Discussion: Suggest examples of biological data sets which are not made up of independent identically distributed random variables.

3.7 Exploration: misleading means

Means are the most common type of descriptive statistic and are sometimes the only numeric quantity used to compare two data sets, e.g. “the average GPA at school A is 3.5 vs 3.8 at school B”. However, means can be misleading measures in multiple ways.

First, means are highly sensitive to outliers, or points that are very different from other values. They can skew the mean value, even pulling it completely away from the bulk of the values, in which case the mean ceases to be a measure of a “typical” value.

Second, there can be funny business with combining means of different subsets of data. Normally, you might expect if you have group A and group B, and each group has two subgroups divided by another variable (e.g. we are comparing the GPAs of students in school A and school B, and we split up the students in each school by gender), then if the means of each subgroup of A and larger than the means of the same subgroup of B (e.g. the GPA of girls and boys in school A are higher than those of their counterparts in school B), then the same relationship should be true for the combined mean of group A and group B (that is, the overall GPA in school A is higher than school B). That is not necessarily true!
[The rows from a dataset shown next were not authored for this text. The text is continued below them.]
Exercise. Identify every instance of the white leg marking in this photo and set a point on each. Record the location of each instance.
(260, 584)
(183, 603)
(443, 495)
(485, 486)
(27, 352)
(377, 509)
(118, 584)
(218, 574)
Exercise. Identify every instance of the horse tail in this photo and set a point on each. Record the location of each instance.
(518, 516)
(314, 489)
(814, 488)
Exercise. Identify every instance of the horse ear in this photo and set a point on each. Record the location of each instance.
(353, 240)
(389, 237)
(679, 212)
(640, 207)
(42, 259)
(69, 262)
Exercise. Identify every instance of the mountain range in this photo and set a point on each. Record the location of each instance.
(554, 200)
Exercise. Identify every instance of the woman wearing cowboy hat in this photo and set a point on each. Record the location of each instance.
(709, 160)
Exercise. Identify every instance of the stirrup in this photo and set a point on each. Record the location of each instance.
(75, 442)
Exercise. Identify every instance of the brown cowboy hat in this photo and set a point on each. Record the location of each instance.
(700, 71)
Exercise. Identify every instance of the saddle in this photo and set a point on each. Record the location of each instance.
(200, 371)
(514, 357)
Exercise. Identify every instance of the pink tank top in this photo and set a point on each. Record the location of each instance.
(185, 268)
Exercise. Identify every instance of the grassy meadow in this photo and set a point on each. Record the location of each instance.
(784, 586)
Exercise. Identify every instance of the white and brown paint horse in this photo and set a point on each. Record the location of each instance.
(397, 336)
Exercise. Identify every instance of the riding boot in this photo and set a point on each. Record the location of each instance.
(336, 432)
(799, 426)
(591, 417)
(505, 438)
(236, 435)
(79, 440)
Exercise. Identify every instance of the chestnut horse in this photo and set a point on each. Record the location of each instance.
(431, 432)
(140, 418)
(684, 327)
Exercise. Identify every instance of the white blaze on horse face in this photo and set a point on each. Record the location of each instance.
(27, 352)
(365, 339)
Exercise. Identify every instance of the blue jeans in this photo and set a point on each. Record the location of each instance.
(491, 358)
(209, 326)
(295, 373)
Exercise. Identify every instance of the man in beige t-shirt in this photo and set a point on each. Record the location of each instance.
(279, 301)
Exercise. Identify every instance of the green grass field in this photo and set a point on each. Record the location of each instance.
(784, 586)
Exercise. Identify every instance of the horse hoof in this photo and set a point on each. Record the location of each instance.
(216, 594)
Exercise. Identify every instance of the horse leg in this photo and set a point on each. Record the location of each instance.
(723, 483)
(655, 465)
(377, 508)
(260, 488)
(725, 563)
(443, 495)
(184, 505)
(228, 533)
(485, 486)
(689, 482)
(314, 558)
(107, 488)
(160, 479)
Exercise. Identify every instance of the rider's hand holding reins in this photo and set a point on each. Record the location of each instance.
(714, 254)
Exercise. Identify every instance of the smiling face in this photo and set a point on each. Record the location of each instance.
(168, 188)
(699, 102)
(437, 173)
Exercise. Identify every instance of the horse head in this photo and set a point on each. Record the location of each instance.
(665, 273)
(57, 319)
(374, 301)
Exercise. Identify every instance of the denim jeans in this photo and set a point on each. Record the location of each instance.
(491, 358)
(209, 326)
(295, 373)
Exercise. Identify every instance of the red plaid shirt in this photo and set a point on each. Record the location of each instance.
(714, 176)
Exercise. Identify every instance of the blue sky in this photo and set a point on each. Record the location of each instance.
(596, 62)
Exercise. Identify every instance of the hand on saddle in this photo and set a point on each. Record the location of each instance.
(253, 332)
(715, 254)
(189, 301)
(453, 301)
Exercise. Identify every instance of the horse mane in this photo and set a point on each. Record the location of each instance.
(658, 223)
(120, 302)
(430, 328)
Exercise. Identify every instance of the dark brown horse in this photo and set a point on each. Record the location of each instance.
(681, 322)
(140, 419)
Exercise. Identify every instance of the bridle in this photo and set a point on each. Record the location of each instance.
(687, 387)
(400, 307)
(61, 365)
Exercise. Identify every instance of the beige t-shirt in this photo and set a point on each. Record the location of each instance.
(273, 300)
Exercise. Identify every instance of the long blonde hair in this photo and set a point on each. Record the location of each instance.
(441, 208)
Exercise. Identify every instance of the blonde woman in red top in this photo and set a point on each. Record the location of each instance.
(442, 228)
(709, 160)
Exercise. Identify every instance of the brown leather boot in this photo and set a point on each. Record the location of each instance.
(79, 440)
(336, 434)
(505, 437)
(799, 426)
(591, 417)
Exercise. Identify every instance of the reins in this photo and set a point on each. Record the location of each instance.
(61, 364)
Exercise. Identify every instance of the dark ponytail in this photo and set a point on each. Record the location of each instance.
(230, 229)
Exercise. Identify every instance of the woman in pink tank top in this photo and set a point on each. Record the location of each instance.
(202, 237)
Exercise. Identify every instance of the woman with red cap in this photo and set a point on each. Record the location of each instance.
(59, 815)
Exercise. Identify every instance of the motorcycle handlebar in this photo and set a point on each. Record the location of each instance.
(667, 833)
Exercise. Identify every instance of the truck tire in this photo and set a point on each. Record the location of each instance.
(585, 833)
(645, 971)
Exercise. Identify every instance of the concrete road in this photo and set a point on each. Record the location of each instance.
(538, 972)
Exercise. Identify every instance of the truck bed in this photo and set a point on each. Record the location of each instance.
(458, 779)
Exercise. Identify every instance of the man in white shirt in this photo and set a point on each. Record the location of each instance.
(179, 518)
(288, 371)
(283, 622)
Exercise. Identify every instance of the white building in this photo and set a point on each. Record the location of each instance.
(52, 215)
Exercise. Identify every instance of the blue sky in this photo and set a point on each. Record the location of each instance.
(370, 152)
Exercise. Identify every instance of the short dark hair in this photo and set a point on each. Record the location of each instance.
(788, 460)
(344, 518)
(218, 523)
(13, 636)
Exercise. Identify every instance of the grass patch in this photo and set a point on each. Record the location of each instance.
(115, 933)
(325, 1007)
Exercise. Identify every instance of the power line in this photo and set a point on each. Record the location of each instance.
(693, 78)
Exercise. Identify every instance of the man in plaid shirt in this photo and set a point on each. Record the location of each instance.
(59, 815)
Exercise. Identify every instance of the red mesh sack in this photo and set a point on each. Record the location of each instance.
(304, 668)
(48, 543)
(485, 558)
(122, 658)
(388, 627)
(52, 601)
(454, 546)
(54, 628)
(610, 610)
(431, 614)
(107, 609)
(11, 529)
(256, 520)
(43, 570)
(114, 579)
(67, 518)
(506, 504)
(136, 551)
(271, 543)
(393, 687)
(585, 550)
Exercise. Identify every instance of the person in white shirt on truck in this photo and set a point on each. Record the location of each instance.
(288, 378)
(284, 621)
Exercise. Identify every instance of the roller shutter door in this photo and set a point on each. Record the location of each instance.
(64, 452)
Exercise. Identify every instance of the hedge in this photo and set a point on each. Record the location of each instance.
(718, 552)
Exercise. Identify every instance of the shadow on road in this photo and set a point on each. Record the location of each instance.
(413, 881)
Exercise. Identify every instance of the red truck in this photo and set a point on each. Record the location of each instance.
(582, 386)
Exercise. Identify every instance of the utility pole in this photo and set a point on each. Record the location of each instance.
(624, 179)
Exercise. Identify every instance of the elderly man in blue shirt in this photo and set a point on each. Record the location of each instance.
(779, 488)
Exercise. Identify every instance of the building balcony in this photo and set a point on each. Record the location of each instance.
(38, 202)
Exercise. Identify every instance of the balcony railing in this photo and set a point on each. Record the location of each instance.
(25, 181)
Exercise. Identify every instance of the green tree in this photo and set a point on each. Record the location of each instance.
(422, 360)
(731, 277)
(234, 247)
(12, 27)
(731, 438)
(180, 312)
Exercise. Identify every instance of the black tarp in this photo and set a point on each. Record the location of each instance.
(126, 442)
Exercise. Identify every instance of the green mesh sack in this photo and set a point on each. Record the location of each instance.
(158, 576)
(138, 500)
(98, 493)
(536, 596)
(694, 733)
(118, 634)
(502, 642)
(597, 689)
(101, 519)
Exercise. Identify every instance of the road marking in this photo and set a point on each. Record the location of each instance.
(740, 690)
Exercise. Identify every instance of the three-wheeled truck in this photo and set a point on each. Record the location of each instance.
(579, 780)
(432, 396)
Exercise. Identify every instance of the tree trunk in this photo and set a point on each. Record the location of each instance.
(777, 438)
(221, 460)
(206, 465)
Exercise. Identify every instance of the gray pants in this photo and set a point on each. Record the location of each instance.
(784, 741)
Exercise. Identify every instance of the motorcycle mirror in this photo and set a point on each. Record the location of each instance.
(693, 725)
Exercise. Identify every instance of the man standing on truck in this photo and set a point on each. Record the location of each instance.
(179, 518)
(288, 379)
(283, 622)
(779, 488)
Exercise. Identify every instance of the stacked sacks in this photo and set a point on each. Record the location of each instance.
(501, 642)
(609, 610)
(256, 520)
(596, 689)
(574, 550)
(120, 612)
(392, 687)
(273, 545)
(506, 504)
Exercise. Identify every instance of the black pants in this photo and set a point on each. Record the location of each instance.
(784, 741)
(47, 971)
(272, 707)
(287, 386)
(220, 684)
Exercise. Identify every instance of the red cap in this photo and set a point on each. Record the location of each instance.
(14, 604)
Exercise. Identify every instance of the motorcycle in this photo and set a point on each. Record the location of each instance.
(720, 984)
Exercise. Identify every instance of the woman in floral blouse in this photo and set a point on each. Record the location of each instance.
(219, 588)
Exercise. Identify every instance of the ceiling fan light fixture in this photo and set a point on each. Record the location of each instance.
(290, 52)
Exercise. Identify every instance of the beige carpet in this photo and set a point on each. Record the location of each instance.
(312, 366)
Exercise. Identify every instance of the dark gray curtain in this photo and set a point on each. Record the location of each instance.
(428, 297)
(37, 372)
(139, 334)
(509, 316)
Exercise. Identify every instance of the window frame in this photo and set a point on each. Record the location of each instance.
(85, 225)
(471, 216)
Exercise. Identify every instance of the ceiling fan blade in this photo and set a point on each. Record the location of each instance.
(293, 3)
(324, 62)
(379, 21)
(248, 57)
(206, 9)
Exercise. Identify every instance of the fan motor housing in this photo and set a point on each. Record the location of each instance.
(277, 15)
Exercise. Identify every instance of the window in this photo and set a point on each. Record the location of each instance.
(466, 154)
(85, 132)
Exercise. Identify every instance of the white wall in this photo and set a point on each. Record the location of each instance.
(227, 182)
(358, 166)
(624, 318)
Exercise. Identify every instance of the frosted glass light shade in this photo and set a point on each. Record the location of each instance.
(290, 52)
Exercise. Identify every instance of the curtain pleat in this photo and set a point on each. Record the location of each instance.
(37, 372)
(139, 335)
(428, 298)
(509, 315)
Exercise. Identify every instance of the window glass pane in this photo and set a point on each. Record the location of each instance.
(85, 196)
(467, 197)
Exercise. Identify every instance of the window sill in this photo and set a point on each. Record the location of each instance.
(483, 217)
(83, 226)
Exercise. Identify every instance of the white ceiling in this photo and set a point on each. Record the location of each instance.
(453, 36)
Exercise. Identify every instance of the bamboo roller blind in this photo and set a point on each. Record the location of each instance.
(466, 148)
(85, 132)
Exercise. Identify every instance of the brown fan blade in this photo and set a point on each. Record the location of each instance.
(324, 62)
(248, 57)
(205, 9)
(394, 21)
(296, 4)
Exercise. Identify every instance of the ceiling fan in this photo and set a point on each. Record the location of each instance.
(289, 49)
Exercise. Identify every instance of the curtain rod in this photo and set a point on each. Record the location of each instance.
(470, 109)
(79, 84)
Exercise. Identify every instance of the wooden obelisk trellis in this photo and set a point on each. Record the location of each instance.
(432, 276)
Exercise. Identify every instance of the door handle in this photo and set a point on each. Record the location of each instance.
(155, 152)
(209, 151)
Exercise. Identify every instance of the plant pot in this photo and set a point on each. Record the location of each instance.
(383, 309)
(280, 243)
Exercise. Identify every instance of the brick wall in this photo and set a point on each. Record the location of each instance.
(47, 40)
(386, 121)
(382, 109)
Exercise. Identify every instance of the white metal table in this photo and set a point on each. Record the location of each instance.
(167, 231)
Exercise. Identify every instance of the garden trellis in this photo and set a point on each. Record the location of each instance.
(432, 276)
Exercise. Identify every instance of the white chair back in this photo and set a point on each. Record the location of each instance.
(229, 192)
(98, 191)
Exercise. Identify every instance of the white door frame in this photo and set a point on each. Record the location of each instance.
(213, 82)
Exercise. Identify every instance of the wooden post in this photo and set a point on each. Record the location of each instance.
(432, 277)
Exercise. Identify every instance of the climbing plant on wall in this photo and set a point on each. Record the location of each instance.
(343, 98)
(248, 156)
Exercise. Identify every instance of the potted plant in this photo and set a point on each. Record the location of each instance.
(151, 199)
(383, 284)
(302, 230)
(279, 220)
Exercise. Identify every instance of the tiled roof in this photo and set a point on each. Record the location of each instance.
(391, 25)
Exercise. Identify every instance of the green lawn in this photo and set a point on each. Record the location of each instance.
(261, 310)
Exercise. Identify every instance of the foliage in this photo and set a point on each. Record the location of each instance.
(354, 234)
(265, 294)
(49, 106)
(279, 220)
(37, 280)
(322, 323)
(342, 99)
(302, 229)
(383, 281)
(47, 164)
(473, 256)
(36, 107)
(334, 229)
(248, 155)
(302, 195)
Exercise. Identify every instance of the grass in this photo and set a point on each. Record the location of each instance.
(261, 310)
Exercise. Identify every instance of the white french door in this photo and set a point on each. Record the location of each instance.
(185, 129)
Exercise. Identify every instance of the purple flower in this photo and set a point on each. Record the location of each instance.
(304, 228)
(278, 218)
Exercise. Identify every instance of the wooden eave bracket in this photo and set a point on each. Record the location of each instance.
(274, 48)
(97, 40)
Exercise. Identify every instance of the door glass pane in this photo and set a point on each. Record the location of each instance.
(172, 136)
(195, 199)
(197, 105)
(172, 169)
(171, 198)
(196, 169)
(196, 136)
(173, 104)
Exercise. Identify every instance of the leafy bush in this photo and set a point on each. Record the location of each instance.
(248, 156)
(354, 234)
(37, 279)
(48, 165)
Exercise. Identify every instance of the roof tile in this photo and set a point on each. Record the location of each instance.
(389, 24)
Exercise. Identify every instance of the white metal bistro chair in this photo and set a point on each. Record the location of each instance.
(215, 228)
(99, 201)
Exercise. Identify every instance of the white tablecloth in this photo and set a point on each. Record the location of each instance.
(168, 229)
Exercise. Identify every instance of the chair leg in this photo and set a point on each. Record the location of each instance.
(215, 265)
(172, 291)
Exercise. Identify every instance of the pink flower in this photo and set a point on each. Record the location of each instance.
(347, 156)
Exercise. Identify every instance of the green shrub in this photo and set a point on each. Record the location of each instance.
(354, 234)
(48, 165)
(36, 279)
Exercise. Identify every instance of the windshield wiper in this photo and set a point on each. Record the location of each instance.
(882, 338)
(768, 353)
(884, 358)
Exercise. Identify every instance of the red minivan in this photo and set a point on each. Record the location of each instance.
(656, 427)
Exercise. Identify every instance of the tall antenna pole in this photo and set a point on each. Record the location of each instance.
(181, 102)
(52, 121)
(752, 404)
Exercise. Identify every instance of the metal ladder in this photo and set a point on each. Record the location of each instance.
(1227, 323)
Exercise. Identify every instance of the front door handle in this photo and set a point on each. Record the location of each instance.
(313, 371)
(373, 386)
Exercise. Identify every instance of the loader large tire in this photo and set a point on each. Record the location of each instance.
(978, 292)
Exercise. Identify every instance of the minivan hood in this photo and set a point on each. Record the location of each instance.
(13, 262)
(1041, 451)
This apparent contradiction is called Simpson’s paradox. It can be illustrated in the data set of all the passengers and crew on the doomed ocean liner Titanic. The data set is found in the library stablelearner and is loaded by the chunk below:

library(stablelearner)
data(titanic)
str(titanic)

'data.frame':   2207 obs. of  11 variables:
 $ name    : chr  "Abbing, Mr. Anthony" "Abbott, Mr. Eugene Joseph" "Abbott, Mr. Rossmore Edward" "Abbott, Mrs. Rhoda Mary 'Rosa'" ...
 $ gender  : Factor w/ 2 levels "female","male": 2 2 2 1 1 2 2 1 2 2 ...
 $ age     : num  42 13 16 39 16 25 30 28 27 20 ...
 $ class   : Factor w/ 7 levels "1st","2nd","3rd",..: 3 3 3 3 3 3 2 2 3 3 ...
 $ embarked: Factor w/ 4 levels "B","C","Q","S": 4 4 4 4 4 4 2 2 2 4 ...
 $ country : Factor w/ 48 levels "Argentina","Australia",..: 44 44 44 15 30 44 17 17 26 16 ...
 $ ticketno: int  5547 2673 2673 2673 348125 348122 3381 3381 2699 3101284 ...
 $ fare    : num  7.11 20.05 20.05 20.05 7.13 ...
 $ sibsp   : Ord.factor w/ 9 levels "0"<"1"<"2"<"3"<..: 1 1 2 2 1 1 2 2 1 1 ...
 $ parch   : Ord.factor w/ 10 levels "0"<"1"<"2"<"3"<..: 1 3 2 2 1 1 1 1 1 1 ...
 $ survived: Factor w/ 2 levels "no","yes": 1 1 1 2 2 2 1 2 2 2 ...

The chunk below calculated the survival probability of passengers of all classes compared to the crew (of all types:

titanic %>% group_by(Passenger = class %in% c('1st', '2nd', '3rd'), survived) %>% summarise(num = n()) %>% mutate(fraction = num/sum(num))

`summarise()` has grouped output by 'Passenger'. You can override using the
`.groups` argument.

# A tibble: 4 × 4
# Groups:   Passenger [2]
  Passenger survived   num fraction
  <lgl>     <fct>    <int>    <dbl>
1 FALSE     no         679    0.763
2 FALSE     yes        211    0.237
3 TRUE      no         817    0.620
4 TRUE      yes        500    0.380

You can see that about 24% of the crew survived and almost 38% of the passengers survived. In this week’s assignment you will calculate and explain what happens when you divide the people in each group by gender.